Depuis sa mise sur le marché, le valproate de sodium a provoqué 2 150 à 4 100 malformations congénitales graves, selon l’Agence nationale de sécurité du médicament (ANSM). Dépakine, Dépakote et leurs génériques ont beau être interdits chez la femme enceinte, les expositions restent trop fréquentes. L’impact de ce traitement, indiqué dans l’épilepsie et les troubles bipolaires, est pourtant connu.
Les fœtus exposés sont à haut risque de malformations congénitales graves. Pour la première fois, ce danger est chiffré officiellement. Les calculs livrent des résultats inquiétants et « confirment le caractère hautement tératogène du valproate », conclut l’ANSM.
Pour parvenir à ces chiffres, l’Agence s’est appuyée sur une base solide et fiable, qui court entre 2011 et 2015. 2 millions de femmes enceintes ont été suivies, à travers les données de l’Assurance maladie. Parmi elles, 2 300 ont reçu du valproate pendant leur grossesse.
Quatre fois plus de risque
Les bébés exposés in utero au médicament sont nettement défavorisés par rapport aux autres. Lorsque leur mère est traitée pour épilepsie, le risque qu’ils souffrent d’une malformation grave est quatre fois plus élevé. Pour les enfants dont la mère souffre de trouble bipolaire, cette probabilité est doublée. L’écart n’est pas dû au hasard : l’ANSM rappelle que les expositions sont plus faibles dans la deuxième indication, et les arrêts plus fréquents en cas de grossesse.

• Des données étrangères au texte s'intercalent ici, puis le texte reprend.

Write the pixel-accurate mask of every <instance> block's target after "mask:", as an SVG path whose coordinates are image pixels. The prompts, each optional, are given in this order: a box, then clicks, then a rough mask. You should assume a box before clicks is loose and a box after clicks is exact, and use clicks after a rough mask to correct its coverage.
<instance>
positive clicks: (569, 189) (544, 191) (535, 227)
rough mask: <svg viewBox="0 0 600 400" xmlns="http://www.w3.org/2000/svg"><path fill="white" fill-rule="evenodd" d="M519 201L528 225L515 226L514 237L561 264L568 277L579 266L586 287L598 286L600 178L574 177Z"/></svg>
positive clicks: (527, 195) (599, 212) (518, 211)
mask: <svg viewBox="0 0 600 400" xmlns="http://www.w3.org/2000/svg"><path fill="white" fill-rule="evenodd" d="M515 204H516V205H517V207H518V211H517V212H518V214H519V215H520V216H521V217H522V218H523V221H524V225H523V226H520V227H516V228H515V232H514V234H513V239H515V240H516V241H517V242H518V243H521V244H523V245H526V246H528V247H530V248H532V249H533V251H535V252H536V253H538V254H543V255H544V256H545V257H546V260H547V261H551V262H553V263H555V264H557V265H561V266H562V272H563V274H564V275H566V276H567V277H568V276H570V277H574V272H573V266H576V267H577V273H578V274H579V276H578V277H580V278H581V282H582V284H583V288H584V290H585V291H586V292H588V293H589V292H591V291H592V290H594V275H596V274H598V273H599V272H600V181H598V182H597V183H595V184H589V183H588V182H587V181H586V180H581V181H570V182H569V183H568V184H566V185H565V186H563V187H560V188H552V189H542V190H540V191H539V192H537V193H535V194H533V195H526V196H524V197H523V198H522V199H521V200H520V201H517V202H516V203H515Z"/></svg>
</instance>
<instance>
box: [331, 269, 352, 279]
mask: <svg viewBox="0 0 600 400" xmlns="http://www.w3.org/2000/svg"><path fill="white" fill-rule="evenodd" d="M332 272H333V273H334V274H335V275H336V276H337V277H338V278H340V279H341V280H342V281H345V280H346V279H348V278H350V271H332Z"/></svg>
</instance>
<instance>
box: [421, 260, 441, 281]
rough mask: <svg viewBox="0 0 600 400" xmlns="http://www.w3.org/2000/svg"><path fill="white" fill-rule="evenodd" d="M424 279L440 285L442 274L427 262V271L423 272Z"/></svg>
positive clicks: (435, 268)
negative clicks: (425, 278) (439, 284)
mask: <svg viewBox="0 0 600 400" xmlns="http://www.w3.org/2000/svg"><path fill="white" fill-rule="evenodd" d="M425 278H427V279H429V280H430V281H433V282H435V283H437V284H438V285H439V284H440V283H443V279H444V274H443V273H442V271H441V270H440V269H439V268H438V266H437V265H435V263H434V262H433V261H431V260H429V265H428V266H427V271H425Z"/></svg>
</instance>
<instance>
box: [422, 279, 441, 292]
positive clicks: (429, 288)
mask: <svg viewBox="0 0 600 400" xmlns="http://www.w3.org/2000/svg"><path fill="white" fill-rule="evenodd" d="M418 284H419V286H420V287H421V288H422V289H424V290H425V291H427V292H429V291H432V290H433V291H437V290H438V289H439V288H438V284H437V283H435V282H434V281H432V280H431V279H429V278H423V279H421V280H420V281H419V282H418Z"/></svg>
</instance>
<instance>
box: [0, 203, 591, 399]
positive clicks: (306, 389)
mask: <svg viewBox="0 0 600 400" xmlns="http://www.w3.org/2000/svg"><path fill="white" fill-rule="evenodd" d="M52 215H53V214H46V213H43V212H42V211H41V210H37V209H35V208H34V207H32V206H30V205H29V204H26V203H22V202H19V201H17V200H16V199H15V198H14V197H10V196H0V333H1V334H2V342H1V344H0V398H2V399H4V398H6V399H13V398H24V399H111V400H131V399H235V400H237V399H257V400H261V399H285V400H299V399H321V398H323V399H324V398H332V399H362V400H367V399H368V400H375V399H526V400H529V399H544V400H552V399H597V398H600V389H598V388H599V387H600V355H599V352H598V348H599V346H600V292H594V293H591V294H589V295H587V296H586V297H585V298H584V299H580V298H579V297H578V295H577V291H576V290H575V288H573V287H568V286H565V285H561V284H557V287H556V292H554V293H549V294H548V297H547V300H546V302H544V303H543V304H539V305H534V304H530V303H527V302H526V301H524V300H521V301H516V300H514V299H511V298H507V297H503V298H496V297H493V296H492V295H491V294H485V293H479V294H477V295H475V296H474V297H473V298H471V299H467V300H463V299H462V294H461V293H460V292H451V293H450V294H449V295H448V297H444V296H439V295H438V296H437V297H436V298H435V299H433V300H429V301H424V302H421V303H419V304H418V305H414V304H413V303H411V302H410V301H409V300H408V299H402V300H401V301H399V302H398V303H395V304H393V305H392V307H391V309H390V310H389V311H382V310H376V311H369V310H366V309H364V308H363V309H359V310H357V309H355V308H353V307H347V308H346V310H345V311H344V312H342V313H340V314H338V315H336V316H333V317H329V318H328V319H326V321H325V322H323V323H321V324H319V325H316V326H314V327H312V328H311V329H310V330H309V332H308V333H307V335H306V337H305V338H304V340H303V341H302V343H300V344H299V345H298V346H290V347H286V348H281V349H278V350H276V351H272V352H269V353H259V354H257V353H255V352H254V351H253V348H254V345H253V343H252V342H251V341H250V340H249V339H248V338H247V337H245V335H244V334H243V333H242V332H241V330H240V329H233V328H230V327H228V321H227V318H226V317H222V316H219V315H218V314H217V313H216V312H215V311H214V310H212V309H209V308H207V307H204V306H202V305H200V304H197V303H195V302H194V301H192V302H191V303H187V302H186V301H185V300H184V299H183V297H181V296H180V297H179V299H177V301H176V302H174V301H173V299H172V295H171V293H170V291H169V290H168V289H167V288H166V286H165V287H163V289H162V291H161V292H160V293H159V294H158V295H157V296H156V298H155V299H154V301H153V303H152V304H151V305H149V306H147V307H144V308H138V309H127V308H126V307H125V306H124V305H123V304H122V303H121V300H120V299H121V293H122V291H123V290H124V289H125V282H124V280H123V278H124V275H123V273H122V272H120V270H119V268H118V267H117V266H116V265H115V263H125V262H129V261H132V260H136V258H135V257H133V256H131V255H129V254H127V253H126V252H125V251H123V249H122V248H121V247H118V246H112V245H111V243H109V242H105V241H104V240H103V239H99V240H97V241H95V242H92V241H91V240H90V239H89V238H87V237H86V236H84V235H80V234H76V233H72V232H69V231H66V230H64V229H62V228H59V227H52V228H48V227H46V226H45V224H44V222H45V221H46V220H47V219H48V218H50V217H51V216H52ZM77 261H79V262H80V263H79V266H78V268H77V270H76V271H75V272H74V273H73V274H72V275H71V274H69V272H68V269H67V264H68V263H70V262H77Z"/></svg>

Dans le détail, certaines malformations sont particulièrement fréquentes en cas d’exposition au valproate. Le risque de spina bifida, une anomalie dans la fermeture du tube neural, est ainsi 18 fois plus élevé qu’en temps normal. De même, la probabilité que l’enfant développe une fente palatine ou un hypospadias (ouverture de l’urètre dans le côté inférieur du pénis) est cinq fois plus forte. Sans surprise, le risque augmente avec la dose.
75 000 bébés exposés
Entre 2011 et 2015, 43 cas de malformations congénitales sévères ont été signalés chez les enfants exposés au valproate. A partir de ce résultat, les experts de l’ANSM ont réalisé une projection sur l’ensemble de la période de commercialisation, entre 1967 et 2016. Dans le pire des scénarios, 75 300 bébés se sont développés alors que leur mère était traitée. 4 100 d’entre eux seraient nés avec une malformation grave. Dans la majorité des cas, le médicament était prescrit pour traiter une épilepsie.
Au vu de ces résultats, la suite de l’enquête menée par l’ANSM est attendue de pied ferme. Car les anomalies congénitales ne sont pas les seuls effets secondaires du valproate de sodium. La molécule est aussi à l’origine de troubles neuro-développementaux et de troubles du spectre autistique. Lors de la modification de l’autorisation du mise sur le marché du traitement, en 2006, ce risque était estimé à 30-40 %. Il est en cours d’évaluation et les conclusions devraient paraître au second semestre de cette année. Dans le même temps, l’Agence a lancé un travail de réévaluation des risques associés aux traitements antiépileptiques. Il serait « en cours de finalisation ».
Des conditions strictes de prescription
Le vaproate de sodium et ses dérivés sont autorisés dans deux indications en France : l’épilepsie partielle ou généralisée, et le trouble bipolaire. L’ANSM recommande officiellement de limiter les prescriptions. Sauf échec des autres traitements, les médecins sont invités à ne pas donner de valproate aux femmes et jeunes filles en âge de procréer, ainsi qu’aux femmes enceintes. En 2015, les conditions de prescription et de délivrance ont été restreintes. Seuls les spécialistes (neurologue, psychiatre, pédiatre) sont autorisés à établir une première ordonnance. La patiente doit signer un accord de soins et présenter un formulaire d’accord au pharmacien. Mais ces recommandations ne sont pas toujours respectées. Entre 2007 et 2014, plus de 14 000 grossesses ont été exposées au valproate.